History often hides the hard work and toil many great men and women put in to their learning and education. Rather like Instagram, it instead picks out the very best highlights to display, the towering magnum opera of these figures’ lives. But let us not forget that the hard work is there. Hard, but achievable work.

As long as we are learning in the time we spend — putting in the repetitions, the effort — then how long it takes to actually form an opinion is secondary. Although it is much easier to follow the path of least resistance, I pledge to try and walk the road less travelled. Not to parrot another’s opinion. Not to agree with the majority around us, or with the opinionated friend who exclaims their views confidently compared to your indecision. Not to share an opinion on something I know little about.

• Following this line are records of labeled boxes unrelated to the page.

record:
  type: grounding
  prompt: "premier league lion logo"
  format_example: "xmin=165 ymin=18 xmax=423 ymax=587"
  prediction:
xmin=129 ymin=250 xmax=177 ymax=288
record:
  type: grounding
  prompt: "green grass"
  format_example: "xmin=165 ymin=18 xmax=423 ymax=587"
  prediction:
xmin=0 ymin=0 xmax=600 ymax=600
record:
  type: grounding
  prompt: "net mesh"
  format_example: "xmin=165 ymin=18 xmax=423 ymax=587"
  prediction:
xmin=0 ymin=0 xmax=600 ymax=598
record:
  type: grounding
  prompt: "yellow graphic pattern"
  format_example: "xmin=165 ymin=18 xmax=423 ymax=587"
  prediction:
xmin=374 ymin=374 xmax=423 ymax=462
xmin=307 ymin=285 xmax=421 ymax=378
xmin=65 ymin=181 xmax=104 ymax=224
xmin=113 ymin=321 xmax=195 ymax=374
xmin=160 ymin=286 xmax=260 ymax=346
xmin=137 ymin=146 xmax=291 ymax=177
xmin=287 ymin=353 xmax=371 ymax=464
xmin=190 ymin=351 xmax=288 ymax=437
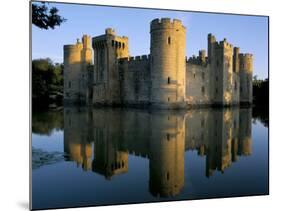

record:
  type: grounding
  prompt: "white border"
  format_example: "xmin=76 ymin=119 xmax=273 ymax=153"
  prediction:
xmin=0 ymin=0 xmax=281 ymax=211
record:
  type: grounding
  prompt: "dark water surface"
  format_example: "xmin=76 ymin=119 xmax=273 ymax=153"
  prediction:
xmin=32 ymin=108 xmax=268 ymax=209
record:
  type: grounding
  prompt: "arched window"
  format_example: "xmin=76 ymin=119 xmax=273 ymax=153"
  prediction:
xmin=167 ymin=133 xmax=170 ymax=141
xmin=201 ymin=86 xmax=205 ymax=95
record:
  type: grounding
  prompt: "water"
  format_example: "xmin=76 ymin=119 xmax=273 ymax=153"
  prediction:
xmin=32 ymin=108 xmax=268 ymax=209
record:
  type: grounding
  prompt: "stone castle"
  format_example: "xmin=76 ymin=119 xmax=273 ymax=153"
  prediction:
xmin=63 ymin=107 xmax=252 ymax=197
xmin=64 ymin=18 xmax=253 ymax=108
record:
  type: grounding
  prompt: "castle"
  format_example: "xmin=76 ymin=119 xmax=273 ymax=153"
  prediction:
xmin=63 ymin=106 xmax=252 ymax=197
xmin=64 ymin=18 xmax=253 ymax=109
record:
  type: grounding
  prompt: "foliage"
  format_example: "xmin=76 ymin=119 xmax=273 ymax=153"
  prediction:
xmin=32 ymin=2 xmax=66 ymax=30
xmin=32 ymin=58 xmax=63 ymax=106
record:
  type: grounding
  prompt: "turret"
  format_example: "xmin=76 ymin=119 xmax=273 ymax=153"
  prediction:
xmin=63 ymin=37 xmax=89 ymax=103
xmin=239 ymin=54 xmax=253 ymax=104
xmin=150 ymin=18 xmax=186 ymax=107
xmin=211 ymin=39 xmax=235 ymax=105
xmin=208 ymin=33 xmax=216 ymax=63
xmin=199 ymin=50 xmax=206 ymax=64
xmin=92 ymin=28 xmax=129 ymax=105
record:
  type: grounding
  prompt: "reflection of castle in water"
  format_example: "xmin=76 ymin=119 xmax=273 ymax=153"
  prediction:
xmin=64 ymin=108 xmax=252 ymax=197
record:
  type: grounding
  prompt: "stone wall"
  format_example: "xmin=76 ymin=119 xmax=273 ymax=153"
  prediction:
xmin=118 ymin=55 xmax=151 ymax=105
xmin=186 ymin=63 xmax=211 ymax=106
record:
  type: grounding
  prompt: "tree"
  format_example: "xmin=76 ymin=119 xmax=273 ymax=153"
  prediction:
xmin=32 ymin=58 xmax=63 ymax=107
xmin=32 ymin=2 xmax=66 ymax=30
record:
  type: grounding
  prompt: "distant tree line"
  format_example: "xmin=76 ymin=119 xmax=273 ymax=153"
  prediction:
xmin=32 ymin=2 xmax=66 ymax=30
xmin=32 ymin=58 xmax=63 ymax=109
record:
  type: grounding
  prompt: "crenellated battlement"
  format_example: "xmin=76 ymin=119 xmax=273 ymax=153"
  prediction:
xmin=216 ymin=38 xmax=233 ymax=49
xmin=239 ymin=53 xmax=253 ymax=58
xmin=186 ymin=50 xmax=208 ymax=66
xmin=150 ymin=18 xmax=185 ymax=30
xmin=118 ymin=54 xmax=150 ymax=63
xmin=63 ymin=18 xmax=253 ymax=108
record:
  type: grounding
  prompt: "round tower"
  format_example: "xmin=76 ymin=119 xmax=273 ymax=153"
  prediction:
xmin=150 ymin=18 xmax=186 ymax=107
xmin=63 ymin=39 xmax=83 ymax=102
xmin=239 ymin=54 xmax=253 ymax=104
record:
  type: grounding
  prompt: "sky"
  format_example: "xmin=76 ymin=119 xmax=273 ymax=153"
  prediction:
xmin=32 ymin=3 xmax=268 ymax=79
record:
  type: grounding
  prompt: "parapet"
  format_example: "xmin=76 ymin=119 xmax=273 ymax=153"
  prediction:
xmin=105 ymin=28 xmax=116 ymax=35
xmin=217 ymin=38 xmax=233 ymax=48
xmin=239 ymin=53 xmax=253 ymax=73
xmin=150 ymin=18 xmax=186 ymax=31
xmin=239 ymin=53 xmax=253 ymax=58
xmin=119 ymin=54 xmax=150 ymax=63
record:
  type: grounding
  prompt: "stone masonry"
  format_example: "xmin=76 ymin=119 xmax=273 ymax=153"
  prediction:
xmin=64 ymin=18 xmax=253 ymax=109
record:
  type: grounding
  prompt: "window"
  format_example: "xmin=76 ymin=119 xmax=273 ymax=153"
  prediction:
xmin=167 ymin=133 xmax=170 ymax=141
xmin=201 ymin=86 xmax=205 ymax=95
xmin=168 ymin=37 xmax=171 ymax=45
xmin=201 ymin=119 xmax=205 ymax=127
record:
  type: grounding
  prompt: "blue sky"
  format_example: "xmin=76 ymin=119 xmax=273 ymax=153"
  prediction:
xmin=32 ymin=3 xmax=268 ymax=79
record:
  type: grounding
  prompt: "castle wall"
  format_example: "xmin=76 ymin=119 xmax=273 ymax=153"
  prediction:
xmin=119 ymin=55 xmax=151 ymax=105
xmin=64 ymin=35 xmax=92 ymax=103
xmin=150 ymin=18 xmax=186 ymax=107
xmin=239 ymin=54 xmax=253 ymax=104
xmin=186 ymin=62 xmax=211 ymax=105
xmin=64 ymin=18 xmax=253 ymax=109
xmin=92 ymin=28 xmax=129 ymax=105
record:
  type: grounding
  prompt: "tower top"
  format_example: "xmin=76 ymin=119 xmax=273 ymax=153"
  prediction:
xmin=105 ymin=28 xmax=116 ymax=35
xmin=150 ymin=18 xmax=186 ymax=30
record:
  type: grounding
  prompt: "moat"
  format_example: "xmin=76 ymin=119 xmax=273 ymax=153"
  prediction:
xmin=32 ymin=107 xmax=268 ymax=209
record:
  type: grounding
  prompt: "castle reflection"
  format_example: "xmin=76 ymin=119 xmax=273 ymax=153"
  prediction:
xmin=64 ymin=108 xmax=252 ymax=197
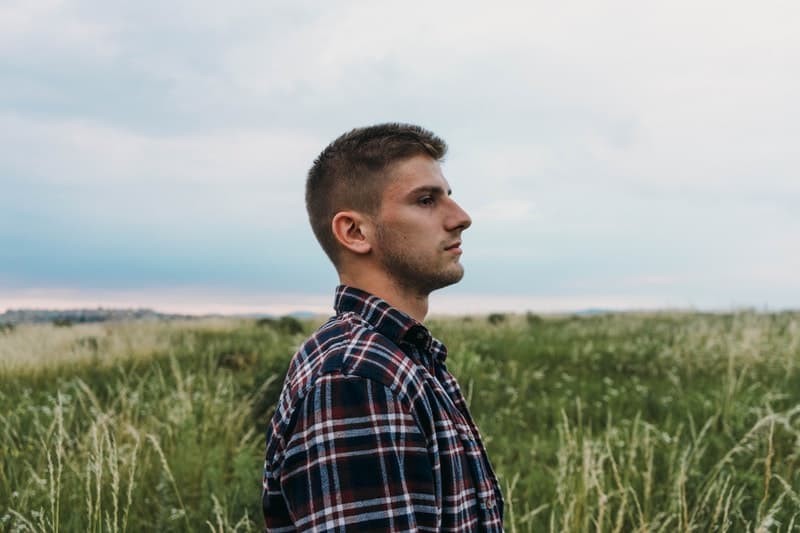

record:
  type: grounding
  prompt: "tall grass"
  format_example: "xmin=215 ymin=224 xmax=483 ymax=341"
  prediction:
xmin=0 ymin=312 xmax=800 ymax=532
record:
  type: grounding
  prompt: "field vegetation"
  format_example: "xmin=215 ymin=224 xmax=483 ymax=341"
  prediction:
xmin=0 ymin=312 xmax=800 ymax=532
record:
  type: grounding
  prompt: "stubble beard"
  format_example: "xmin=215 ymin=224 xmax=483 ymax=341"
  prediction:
xmin=376 ymin=220 xmax=464 ymax=296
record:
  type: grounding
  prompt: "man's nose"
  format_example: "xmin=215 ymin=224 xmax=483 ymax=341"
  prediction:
xmin=447 ymin=200 xmax=472 ymax=231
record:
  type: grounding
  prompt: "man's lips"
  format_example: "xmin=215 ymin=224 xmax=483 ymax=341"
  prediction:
xmin=445 ymin=241 xmax=461 ymax=253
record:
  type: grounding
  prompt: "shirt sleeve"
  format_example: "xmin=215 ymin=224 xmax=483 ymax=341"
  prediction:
xmin=280 ymin=374 xmax=439 ymax=531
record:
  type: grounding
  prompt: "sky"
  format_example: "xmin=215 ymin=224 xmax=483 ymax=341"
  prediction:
xmin=0 ymin=0 xmax=800 ymax=313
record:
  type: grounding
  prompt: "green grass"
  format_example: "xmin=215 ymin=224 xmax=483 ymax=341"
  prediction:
xmin=0 ymin=312 xmax=800 ymax=532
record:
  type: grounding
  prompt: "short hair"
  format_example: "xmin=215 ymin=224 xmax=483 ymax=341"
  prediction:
xmin=306 ymin=122 xmax=447 ymax=267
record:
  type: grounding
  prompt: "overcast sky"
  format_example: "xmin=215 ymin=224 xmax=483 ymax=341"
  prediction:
xmin=0 ymin=0 xmax=800 ymax=312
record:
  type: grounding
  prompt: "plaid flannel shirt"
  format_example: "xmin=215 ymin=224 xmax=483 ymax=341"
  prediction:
xmin=262 ymin=286 xmax=503 ymax=532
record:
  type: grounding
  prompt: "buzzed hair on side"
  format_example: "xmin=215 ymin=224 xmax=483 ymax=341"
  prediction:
xmin=306 ymin=122 xmax=447 ymax=268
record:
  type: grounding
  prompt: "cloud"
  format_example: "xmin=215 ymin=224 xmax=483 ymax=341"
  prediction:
xmin=0 ymin=0 xmax=800 ymax=308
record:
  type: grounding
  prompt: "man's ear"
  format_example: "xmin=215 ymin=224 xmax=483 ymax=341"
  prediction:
xmin=331 ymin=211 xmax=372 ymax=255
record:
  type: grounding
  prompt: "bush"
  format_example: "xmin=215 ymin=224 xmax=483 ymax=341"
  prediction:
xmin=487 ymin=313 xmax=506 ymax=326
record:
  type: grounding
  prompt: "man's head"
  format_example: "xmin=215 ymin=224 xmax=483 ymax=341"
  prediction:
xmin=306 ymin=123 xmax=471 ymax=292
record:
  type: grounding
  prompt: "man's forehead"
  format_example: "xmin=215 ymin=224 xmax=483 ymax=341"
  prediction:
xmin=386 ymin=155 xmax=450 ymax=194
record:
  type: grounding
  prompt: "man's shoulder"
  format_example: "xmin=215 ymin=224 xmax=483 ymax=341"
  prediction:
xmin=285 ymin=312 xmax=428 ymax=399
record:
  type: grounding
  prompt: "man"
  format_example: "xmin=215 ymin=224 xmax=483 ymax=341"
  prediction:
xmin=262 ymin=124 xmax=503 ymax=532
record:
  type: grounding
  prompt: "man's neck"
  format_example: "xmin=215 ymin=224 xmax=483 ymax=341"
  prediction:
xmin=339 ymin=274 xmax=428 ymax=322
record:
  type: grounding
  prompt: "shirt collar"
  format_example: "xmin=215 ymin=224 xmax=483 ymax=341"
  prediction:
xmin=333 ymin=285 xmax=447 ymax=361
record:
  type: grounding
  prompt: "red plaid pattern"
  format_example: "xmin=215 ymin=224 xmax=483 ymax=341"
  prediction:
xmin=262 ymin=286 xmax=503 ymax=532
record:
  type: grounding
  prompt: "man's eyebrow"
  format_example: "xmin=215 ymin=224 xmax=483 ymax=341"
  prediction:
xmin=408 ymin=185 xmax=453 ymax=196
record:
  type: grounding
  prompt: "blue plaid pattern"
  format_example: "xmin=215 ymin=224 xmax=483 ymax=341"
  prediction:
xmin=262 ymin=286 xmax=503 ymax=532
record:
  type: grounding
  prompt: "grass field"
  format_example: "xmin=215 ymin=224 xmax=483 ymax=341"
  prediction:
xmin=0 ymin=312 xmax=800 ymax=532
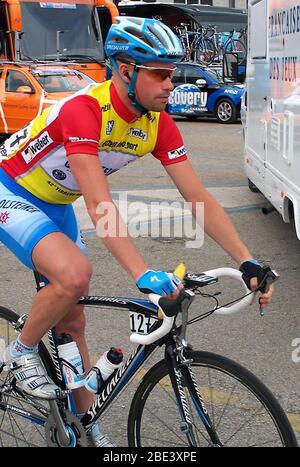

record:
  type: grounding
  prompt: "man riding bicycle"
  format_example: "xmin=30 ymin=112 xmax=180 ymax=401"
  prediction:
xmin=0 ymin=17 xmax=272 ymax=446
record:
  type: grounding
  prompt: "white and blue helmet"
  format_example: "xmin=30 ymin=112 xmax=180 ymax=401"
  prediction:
xmin=105 ymin=16 xmax=184 ymax=64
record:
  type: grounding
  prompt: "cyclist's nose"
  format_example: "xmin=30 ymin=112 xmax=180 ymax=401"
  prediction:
xmin=163 ymin=76 xmax=174 ymax=91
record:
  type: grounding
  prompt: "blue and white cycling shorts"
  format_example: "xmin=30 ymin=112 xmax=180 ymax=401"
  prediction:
xmin=0 ymin=168 xmax=87 ymax=269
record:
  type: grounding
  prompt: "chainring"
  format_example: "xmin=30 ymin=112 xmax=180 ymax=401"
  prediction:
xmin=45 ymin=411 xmax=89 ymax=447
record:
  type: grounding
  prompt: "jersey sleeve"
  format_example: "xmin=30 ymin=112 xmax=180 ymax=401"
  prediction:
xmin=59 ymin=95 xmax=102 ymax=156
xmin=152 ymin=112 xmax=187 ymax=165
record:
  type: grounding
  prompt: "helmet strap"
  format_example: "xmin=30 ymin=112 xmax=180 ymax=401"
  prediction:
xmin=110 ymin=58 xmax=149 ymax=115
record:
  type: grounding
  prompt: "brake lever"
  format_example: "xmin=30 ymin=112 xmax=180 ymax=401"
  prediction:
xmin=258 ymin=266 xmax=279 ymax=316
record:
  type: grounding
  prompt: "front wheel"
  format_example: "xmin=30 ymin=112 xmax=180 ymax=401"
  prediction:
xmin=128 ymin=351 xmax=297 ymax=447
xmin=216 ymin=99 xmax=237 ymax=123
xmin=0 ymin=306 xmax=55 ymax=447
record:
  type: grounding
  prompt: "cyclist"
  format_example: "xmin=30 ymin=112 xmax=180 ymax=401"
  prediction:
xmin=0 ymin=17 xmax=272 ymax=445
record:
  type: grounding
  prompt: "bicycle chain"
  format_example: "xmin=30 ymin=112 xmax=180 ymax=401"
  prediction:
xmin=45 ymin=412 xmax=90 ymax=447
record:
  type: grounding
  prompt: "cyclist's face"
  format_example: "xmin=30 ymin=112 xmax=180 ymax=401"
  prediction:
xmin=130 ymin=62 xmax=176 ymax=112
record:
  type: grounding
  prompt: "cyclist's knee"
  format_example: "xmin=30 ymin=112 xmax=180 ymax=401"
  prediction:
xmin=56 ymin=307 xmax=86 ymax=339
xmin=55 ymin=260 xmax=92 ymax=299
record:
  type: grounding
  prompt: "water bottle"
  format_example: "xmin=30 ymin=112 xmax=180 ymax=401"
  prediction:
xmin=57 ymin=334 xmax=85 ymax=389
xmin=84 ymin=347 xmax=123 ymax=394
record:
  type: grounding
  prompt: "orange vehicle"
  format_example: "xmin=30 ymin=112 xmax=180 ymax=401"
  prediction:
xmin=0 ymin=62 xmax=94 ymax=139
xmin=0 ymin=0 xmax=119 ymax=81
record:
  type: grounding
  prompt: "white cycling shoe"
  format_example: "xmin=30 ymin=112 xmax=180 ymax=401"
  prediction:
xmin=3 ymin=346 xmax=61 ymax=400
xmin=88 ymin=433 xmax=117 ymax=448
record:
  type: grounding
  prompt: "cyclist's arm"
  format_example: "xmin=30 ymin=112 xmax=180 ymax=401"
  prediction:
xmin=68 ymin=154 xmax=148 ymax=280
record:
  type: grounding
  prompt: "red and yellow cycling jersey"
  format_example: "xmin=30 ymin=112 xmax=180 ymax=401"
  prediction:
xmin=1 ymin=81 xmax=186 ymax=204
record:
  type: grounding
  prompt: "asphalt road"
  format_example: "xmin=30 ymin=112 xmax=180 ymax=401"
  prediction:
xmin=0 ymin=120 xmax=300 ymax=446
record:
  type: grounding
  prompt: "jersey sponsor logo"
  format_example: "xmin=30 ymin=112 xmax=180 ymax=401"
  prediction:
xmin=21 ymin=131 xmax=53 ymax=164
xmin=128 ymin=128 xmax=148 ymax=141
xmin=0 ymin=199 xmax=39 ymax=212
xmin=168 ymin=146 xmax=186 ymax=159
xmin=52 ymin=169 xmax=67 ymax=180
xmin=145 ymin=112 xmax=156 ymax=123
xmin=69 ymin=136 xmax=98 ymax=143
xmin=102 ymin=104 xmax=110 ymax=112
xmin=105 ymin=120 xmax=115 ymax=135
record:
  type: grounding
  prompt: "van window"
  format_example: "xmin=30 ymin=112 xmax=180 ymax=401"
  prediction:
xmin=5 ymin=70 xmax=32 ymax=92
xmin=249 ymin=0 xmax=268 ymax=59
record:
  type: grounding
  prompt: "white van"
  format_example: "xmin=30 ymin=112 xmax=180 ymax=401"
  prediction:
xmin=242 ymin=0 xmax=300 ymax=240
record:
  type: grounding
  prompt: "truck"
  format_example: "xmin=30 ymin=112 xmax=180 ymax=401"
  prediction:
xmin=242 ymin=0 xmax=300 ymax=240
xmin=0 ymin=0 xmax=118 ymax=82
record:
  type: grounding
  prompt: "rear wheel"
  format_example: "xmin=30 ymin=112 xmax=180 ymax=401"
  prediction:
xmin=128 ymin=351 xmax=297 ymax=447
xmin=0 ymin=307 xmax=55 ymax=447
xmin=248 ymin=178 xmax=260 ymax=193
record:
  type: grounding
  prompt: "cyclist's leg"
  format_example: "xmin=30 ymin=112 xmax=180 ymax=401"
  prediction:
xmin=0 ymin=182 xmax=90 ymax=398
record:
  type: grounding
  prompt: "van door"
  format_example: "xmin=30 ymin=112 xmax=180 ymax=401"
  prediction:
xmin=245 ymin=0 xmax=270 ymax=189
xmin=2 ymin=68 xmax=39 ymax=134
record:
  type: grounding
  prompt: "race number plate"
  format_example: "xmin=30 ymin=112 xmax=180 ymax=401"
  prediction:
xmin=129 ymin=311 xmax=157 ymax=334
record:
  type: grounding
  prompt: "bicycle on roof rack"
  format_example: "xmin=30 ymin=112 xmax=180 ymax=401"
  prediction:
xmin=0 ymin=262 xmax=297 ymax=448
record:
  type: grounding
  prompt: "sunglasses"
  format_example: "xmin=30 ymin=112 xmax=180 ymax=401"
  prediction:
xmin=130 ymin=63 xmax=177 ymax=81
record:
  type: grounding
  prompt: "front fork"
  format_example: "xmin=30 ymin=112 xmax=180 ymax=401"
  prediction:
xmin=165 ymin=344 xmax=222 ymax=447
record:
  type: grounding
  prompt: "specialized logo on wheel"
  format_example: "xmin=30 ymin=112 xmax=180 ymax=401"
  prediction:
xmin=0 ymin=212 xmax=10 ymax=224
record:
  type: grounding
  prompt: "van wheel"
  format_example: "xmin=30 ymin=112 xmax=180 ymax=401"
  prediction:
xmin=216 ymin=99 xmax=237 ymax=123
xmin=248 ymin=178 xmax=260 ymax=193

Instead, to be confident in my opinions. To take as much time as I need to formulate them without hesitation or doubt. To ground myself in the facts first, and listen to both sides of the debate. To build what Winston Churchill described as the “scaffolding of logical and consistent views” that “will perhaps tend to the creation of a logical and consistent mind.”

This is what I have come to realise at the start of this new year. It may have taken some time, but as Lincoln’s example has proved, that’s not the issue. What remains important are the steps I take right now. Onwards on the road less travelled. Onwards.